Today seems to be all about the Great Cesc Replacement Suggestion Extravaganza. So far, we’ve seen names like Parker, Inler, Veloso, Noble, Arteta (an astute shout from the Arseblogger, that one), Barry, Senna, Alonso, Toure Yaya, Defour, Arshavin, Arda Turan and Mouyokolo. You can add UpForGrabsNow’s name to that list. We are willing and ready to fight for Arsenal… jusht ash shoon ash we’fe finished thissh mincshe pie.

Of course, some of these names would obviously not compensate for the loss of Cesc because they play in completely different positions.

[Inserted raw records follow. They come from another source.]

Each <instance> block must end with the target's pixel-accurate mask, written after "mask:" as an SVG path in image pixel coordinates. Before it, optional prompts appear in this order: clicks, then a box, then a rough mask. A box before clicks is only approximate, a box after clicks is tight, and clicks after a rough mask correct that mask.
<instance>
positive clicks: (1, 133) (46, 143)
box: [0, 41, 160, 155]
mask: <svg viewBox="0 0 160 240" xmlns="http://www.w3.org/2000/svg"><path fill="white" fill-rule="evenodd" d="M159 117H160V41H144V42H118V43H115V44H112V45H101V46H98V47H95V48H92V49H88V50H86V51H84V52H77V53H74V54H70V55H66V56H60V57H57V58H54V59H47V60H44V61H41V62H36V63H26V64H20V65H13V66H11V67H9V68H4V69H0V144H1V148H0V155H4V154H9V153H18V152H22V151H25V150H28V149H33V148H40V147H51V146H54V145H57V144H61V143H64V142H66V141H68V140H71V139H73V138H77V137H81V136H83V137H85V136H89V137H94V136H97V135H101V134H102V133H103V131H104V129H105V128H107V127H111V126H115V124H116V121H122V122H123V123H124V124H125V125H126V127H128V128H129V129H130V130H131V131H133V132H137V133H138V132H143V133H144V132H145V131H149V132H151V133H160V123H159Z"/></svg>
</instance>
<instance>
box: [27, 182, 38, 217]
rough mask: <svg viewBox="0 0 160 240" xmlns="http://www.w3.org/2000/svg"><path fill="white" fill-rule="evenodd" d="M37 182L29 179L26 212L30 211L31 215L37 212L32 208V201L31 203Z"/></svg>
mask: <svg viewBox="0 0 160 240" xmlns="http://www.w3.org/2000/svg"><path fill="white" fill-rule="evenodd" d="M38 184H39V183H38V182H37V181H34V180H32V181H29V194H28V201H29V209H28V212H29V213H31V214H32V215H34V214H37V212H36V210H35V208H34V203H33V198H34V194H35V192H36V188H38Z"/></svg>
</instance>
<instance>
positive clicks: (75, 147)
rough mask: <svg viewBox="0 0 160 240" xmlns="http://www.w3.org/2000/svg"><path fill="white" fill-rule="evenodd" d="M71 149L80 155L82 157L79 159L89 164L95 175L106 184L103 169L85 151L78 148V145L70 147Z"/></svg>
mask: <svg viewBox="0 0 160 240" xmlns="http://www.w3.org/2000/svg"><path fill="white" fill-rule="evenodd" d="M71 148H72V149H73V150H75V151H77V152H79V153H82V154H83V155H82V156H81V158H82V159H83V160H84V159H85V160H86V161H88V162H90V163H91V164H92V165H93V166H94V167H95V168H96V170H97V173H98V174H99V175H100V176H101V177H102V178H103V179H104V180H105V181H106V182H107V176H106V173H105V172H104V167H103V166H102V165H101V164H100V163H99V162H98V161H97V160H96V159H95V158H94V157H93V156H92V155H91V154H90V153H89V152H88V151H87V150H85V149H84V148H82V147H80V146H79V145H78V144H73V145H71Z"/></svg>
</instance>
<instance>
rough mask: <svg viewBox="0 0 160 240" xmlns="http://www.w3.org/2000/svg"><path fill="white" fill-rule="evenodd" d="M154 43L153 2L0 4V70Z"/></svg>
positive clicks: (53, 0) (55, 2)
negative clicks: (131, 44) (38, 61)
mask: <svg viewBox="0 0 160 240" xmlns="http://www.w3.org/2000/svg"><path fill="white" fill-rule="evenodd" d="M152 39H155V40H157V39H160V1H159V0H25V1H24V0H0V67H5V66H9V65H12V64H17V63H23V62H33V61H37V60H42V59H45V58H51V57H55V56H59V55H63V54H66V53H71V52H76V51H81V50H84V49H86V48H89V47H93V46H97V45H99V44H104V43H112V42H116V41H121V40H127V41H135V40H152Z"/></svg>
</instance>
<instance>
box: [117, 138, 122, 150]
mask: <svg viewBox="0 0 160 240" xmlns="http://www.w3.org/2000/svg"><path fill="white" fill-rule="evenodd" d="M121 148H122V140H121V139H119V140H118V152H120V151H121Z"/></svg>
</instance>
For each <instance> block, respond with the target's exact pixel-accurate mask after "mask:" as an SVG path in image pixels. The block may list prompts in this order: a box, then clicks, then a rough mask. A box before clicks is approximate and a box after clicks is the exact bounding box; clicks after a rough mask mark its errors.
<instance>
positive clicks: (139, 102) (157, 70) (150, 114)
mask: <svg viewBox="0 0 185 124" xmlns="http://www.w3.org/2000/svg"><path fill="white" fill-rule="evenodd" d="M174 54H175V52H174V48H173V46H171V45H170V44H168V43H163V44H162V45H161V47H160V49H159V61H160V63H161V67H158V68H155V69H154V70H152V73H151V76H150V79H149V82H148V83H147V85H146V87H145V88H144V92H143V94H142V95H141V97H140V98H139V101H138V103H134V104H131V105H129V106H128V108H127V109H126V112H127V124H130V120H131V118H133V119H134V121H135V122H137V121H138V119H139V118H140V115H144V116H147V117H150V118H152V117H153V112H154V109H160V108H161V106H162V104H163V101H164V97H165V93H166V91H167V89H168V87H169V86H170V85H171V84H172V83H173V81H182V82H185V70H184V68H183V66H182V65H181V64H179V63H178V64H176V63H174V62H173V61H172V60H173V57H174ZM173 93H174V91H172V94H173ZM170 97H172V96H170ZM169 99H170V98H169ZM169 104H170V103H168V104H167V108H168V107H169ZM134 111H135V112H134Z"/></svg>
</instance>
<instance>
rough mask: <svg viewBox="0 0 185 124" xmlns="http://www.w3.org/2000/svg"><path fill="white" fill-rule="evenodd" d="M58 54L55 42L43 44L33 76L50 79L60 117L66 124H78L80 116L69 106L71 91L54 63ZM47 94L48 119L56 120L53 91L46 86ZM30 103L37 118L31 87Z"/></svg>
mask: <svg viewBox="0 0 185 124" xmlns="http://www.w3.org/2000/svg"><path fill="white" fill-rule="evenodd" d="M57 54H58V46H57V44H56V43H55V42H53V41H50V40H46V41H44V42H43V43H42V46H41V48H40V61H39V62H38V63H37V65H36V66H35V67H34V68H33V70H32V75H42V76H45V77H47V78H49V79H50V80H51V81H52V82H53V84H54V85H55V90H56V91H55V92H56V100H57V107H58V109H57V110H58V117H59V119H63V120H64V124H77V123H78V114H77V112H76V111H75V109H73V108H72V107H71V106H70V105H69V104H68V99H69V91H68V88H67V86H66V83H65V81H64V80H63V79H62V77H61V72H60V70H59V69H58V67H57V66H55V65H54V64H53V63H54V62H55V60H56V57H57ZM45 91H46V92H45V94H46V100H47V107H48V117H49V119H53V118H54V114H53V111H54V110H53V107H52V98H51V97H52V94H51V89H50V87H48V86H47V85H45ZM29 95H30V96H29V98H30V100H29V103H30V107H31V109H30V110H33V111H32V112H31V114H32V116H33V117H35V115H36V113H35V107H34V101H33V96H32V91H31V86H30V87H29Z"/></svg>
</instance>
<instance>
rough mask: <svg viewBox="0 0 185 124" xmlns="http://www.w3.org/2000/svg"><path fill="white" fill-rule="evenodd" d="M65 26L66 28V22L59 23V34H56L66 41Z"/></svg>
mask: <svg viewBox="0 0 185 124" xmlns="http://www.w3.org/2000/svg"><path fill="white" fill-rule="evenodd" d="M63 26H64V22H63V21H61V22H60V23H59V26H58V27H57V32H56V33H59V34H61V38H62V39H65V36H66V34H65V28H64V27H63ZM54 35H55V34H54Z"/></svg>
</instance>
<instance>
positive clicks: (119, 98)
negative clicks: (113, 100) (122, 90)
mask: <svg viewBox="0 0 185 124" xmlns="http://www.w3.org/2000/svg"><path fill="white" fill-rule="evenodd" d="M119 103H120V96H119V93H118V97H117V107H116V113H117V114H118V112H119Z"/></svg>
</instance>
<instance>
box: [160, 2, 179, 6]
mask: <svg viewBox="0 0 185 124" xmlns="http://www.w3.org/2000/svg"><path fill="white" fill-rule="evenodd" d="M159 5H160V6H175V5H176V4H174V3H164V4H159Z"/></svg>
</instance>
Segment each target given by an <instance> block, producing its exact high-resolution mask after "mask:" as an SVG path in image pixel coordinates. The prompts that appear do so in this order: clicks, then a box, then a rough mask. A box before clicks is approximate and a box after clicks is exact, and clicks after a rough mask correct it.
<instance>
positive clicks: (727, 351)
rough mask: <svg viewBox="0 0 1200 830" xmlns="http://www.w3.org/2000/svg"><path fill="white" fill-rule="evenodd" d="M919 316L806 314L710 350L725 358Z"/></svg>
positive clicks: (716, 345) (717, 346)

The Arshavin saga will rumble on with the bizarre tabloid logic seeing him (a forward who can play on the wing) as the solution to our gapingly empty central midfield. Having heard Wenger yesterday, I think there’s definitely something going on with Arshavin and I wouldn’t be too surprised to see him arrive in January, though as a winger, not to fill Cesc’s boots. Arsene was very canny in the press conference on the topic, saying that it was not worth discussing “now” because it was not a ”realistic solution right now”.

To me this just sounds like he wants him but Zenit aren’t playing ball with a realistic price, holding out for an Abramovich-scale bidding war which just isn’t going to materialise. The good thing is that since he is in a big strop (saying he’d only be a Zenit player on paper if he doesn’t get a move in January) they have absolutely no bargaining power and no-one else (of any stature) wants him. If he does come in, expect it to be for a fee some way short of £10m, which is probably not much more than he’s actually worth.

In terms of actually replacing Cesc, I think Wenger will definitely bring someone in from outside the club, “internal solutions” or no.

There’s been some pretty perverse reaction from some of our fans. I’ve read people writing things like “Cesc’s injury is really bad, but at least it will force Wenger to spend money in January”. This is a totally warped point of view, twisted by hours spent impotently ranting against Wenger’s management, an activity which makes the ranter lose all sense of proportion and reason as their whole life-force seems to be channelled towards demanding big-money signings at Arsenal FC.

Forgive me for pointing out that the ultimate aim of football is not to force visionary managers into spending money at the expense of the outstanding footballers they already possess, and that maybe, just maybe, it would have been better not to have lost our best player and be forced into an unpromising market for a stop-gap solution. But at least the bleaters will get their signing at long last, which ought to quieten them down a bit (but probably won’t).

From the names being bandied about at the moment, I like the sound of Arteta in particular. Veloso and Inler are players who seem to be much admired around Europe and who would both be available at a decent price. I haven’t seen either enough to properly form an opinion of them, (and would be interested to hear the thoughts of anyone who has) but they are both still very young and I feel a more experienced player like Arteta or Alonso is more like what we need right now.

I’d be interested to hear your thoughts, though of course the only thoughts which really matter right now are those of Wenger and he’s probably got pretty different thoughts to the likes of us. He doesn’t regret selling Diarra. Gotta say I do regret that. A wee bit.

He also said he was looking forward to everyone coming over very “imaginative” in their speculation. So we can expect to see the Daily Mirror staging an open-air Nativity play in which a wise man, a shepherd and one of the cows are unmasked one after another as expensive South American solutions to Arsenal’s mid-season malaise smuggled into the UK by Arsene under the pretence of popular seasonal drama in order to avoid work-permit complications.

Of course the best thing would be if we could sign God Incarnate, who was rumoured to have been shown round London Colney last Thursday and who would certainly provide a bit of steel at centre-half.